Hemodynamic Complications of Liver Cirrhosis
Overview
Liver cirrhosis — the end-stage of progressive hepatic fibrosis — fundamentally disrupts portal haemodynamics. Perisinusoidal fibrosis increases resistance to portal venous flow, driving portal hypertension, which triggers a cascade of life-threatening sequelae including variceal haemorrhage, ascites, hepatic encephalopathy, and hepatorenal syndrome.
Portal Hypertension
Defined as a Hepatic Venous Pressure Gradient (HVPG) > 5 mmHg. Clinically relevant complications emerge at HVPG > 10 mmHg (varices form) and variceal bleeding risk increases sharply above 12 mmHg.
- Cause: Sinusoidal resistance increased by fibrosis + reduced endothelial nitric oxide = reduced intrahepatic vasodilatation.
- Splanchnic vasodilation: High portal flow increases nitric oxide, causing profound systemic and splanchnic vasodilation, reducing effective central blood volume.
- RAAS activation: Compensatory activation of RAAS and sympathetic system causes sodium and water retention, driving ascites and oedema.
Portosystemic Shunts and Varices
- Oesophageal varices: Formed via left gastric (coronary) vein into the azygous/hemiazygous system.

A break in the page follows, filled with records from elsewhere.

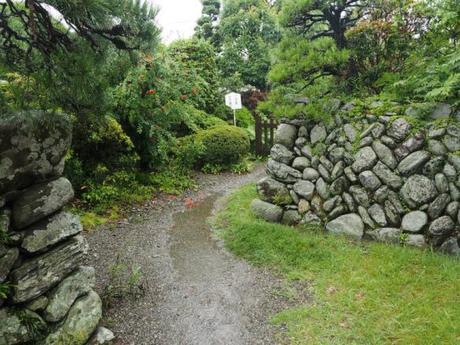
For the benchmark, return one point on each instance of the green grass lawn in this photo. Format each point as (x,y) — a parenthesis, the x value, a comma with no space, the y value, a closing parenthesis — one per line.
(363,293)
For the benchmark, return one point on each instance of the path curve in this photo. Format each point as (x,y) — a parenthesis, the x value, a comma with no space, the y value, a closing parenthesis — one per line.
(196,292)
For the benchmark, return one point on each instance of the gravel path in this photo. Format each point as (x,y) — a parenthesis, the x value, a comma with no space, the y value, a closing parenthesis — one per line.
(195,292)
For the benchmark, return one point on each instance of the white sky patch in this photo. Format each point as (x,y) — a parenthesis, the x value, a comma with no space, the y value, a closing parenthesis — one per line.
(177,18)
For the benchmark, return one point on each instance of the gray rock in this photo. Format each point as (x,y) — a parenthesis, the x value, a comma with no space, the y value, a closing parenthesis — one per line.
(29,155)
(300,163)
(15,326)
(291,217)
(272,191)
(310,174)
(336,154)
(369,180)
(307,152)
(360,195)
(323,189)
(311,218)
(304,189)
(387,235)
(454,192)
(450,172)
(37,275)
(329,204)
(410,145)
(450,246)
(80,323)
(387,176)
(318,134)
(266,211)
(101,336)
(7,262)
(324,173)
(442,110)
(442,226)
(339,186)
(303,132)
(415,241)
(381,194)
(452,143)
(48,232)
(435,133)
(300,142)
(303,206)
(349,225)
(442,185)
(74,286)
(365,159)
(388,142)
(418,190)
(338,211)
(295,198)
(436,147)
(286,135)
(338,169)
(413,163)
(377,214)
(434,166)
(392,214)
(367,220)
(283,172)
(281,154)
(350,132)
(385,154)
(399,129)
(40,201)
(349,202)
(414,221)
(438,206)
(452,209)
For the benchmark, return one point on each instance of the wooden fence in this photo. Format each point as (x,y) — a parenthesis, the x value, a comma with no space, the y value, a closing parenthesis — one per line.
(265,133)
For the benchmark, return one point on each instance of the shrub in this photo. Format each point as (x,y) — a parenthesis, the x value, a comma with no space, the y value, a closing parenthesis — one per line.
(223,144)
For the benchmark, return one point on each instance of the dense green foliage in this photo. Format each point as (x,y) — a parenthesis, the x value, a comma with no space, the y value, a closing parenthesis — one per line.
(343,292)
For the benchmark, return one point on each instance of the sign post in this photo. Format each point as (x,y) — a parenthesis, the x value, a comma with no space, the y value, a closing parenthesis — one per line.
(233,100)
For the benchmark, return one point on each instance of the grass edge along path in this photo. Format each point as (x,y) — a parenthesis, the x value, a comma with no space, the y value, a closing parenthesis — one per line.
(363,293)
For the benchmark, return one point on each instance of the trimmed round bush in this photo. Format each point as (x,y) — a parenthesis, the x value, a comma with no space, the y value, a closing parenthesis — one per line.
(223,144)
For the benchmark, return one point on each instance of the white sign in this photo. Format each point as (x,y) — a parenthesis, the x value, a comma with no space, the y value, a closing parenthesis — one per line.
(233,100)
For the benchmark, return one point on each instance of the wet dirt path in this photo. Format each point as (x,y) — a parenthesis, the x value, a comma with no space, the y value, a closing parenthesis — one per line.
(196,293)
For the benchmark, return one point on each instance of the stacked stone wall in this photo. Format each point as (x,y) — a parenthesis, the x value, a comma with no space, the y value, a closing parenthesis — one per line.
(380,178)
(46,296)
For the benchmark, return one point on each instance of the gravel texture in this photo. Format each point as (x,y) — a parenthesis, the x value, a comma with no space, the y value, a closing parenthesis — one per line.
(194,291)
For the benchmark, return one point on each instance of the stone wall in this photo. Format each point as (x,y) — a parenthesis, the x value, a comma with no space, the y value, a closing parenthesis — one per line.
(367,177)
(46,296)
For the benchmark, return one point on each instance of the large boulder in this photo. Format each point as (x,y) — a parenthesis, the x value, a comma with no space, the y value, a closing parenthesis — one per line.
(41,200)
(413,163)
(15,326)
(349,225)
(39,274)
(418,190)
(80,323)
(283,172)
(273,191)
(286,135)
(266,211)
(280,153)
(48,232)
(32,148)
(61,299)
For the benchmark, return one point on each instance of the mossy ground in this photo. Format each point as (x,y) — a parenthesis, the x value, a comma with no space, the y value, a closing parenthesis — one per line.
(363,293)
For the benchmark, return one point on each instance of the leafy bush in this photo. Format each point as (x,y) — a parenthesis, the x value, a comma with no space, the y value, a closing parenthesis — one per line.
(223,144)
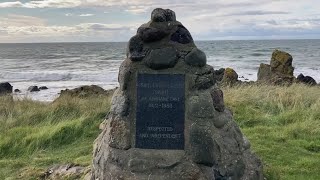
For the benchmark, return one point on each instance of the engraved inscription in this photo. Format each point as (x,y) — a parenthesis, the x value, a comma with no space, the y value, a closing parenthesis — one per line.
(160,111)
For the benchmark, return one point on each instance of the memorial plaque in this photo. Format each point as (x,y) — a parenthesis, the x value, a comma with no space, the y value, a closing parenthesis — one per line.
(160,111)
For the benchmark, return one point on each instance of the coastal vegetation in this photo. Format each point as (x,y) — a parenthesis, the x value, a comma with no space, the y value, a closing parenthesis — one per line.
(282,124)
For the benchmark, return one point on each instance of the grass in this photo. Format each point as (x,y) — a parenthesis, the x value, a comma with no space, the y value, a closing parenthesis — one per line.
(35,135)
(282,124)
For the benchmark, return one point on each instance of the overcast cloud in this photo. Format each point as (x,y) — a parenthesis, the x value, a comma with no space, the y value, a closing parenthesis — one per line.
(117,20)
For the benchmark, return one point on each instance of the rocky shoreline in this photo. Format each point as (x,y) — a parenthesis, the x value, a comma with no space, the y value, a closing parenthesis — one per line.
(278,72)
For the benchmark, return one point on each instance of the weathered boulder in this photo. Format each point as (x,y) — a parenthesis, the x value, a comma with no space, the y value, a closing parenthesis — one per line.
(162,58)
(5,88)
(33,89)
(230,77)
(168,119)
(281,62)
(218,74)
(150,34)
(86,91)
(182,35)
(163,15)
(306,80)
(280,70)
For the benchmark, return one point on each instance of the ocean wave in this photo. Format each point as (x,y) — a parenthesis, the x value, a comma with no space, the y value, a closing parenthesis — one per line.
(257,54)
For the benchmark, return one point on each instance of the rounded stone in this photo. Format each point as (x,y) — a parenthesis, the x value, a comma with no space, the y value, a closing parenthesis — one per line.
(163,15)
(196,58)
(150,34)
(222,118)
(119,135)
(33,89)
(162,58)
(135,49)
(182,35)
(230,76)
(202,146)
(217,99)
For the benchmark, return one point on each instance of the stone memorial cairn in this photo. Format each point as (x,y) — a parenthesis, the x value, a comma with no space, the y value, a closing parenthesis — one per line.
(168,120)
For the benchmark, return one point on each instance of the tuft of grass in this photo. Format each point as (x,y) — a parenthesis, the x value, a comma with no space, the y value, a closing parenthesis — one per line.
(36,135)
(283,126)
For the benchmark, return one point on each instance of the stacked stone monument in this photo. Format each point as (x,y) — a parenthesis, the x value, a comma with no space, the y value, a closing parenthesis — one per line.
(168,119)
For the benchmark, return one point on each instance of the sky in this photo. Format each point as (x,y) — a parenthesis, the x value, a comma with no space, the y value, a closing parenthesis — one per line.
(117,20)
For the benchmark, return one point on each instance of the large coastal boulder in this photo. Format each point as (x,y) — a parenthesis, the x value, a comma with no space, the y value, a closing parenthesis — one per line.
(308,80)
(168,120)
(5,88)
(230,77)
(280,70)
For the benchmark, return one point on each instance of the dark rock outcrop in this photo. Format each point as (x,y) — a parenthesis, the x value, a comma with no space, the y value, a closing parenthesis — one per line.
(306,80)
(5,88)
(214,147)
(230,77)
(280,70)
(33,89)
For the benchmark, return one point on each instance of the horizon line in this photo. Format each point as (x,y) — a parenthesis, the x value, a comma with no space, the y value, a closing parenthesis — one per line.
(52,42)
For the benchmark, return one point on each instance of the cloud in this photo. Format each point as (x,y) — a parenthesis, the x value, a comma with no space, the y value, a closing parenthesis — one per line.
(245,13)
(21,21)
(86,15)
(41,32)
(205,19)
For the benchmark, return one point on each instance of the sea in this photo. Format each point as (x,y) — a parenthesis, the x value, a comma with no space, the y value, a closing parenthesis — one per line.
(68,65)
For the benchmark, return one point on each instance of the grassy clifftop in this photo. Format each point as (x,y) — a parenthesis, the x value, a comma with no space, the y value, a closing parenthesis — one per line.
(282,123)
(35,135)
(283,126)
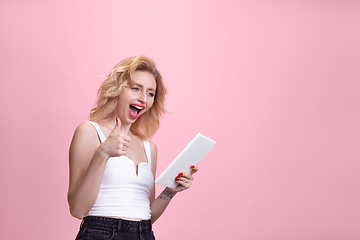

Most dangerous site of bleeding.
- Gastric varices (GOV1/GOV2/IGV): Supplied by short gastric or left gastric veins. More difficult to treat with banding.
- Caput medusae: Via paraumbilical veins to the umbilicus.
- Anorectal varices: Via inferior mesenteric to iliac/pudendal veins.
- Splenorenal shunt: Via splenic vein to left renal vein — largest naturally-occurring spontaneous shunt.
WarningVariceal Haemorrhage: Life-Threatening Emergency
Variceal haemorrhage carries a 6-week mortality of 15-20% even with optimal management. Emergency management: IV terlipressin (reduces portal pressure), urgent endoscopy with banding/sclerotherapy, and antibiotic prophylaxis (prevents SBP and reduces rebleed risk). Consider Sengstaken-Blakemore tube for massive uncontrolled haemorrhage. TIPS as rescue therapy.
Imaging of Portal Hypertension
- Ultrasound Doppler: Portal vein diameter >13 mm, loss of respiratory variation, reversed (hepatofugal) portal flow, splenomegaly, ascites.
- CT: Nodular liver contour, caudate lobe hypertrophy (relative sparing), varices (enhancing serpiginous structures), splenomegaly, ascites.
- TIPS placement: Transjugular Intrahepatic Portosystemic Shunt — creates a direct channel between hepatic vein and intrahepatic portal vein using a covered metallic stent.
High Yield Facts
LightbulbFRCR / MD Prep Pearl
The caudate lobe (Segment I) has direct hepatic venous drainage to the IVC and is therefore relatively spared in cirrhosis, leading to apparent 'caudate lobe hypertrophy' on imaging. A caudate:right lobe ratio >0.65 suggests cirrhosis. The liver surface nodularity on ultrasound has a high specificity for cirrhosis.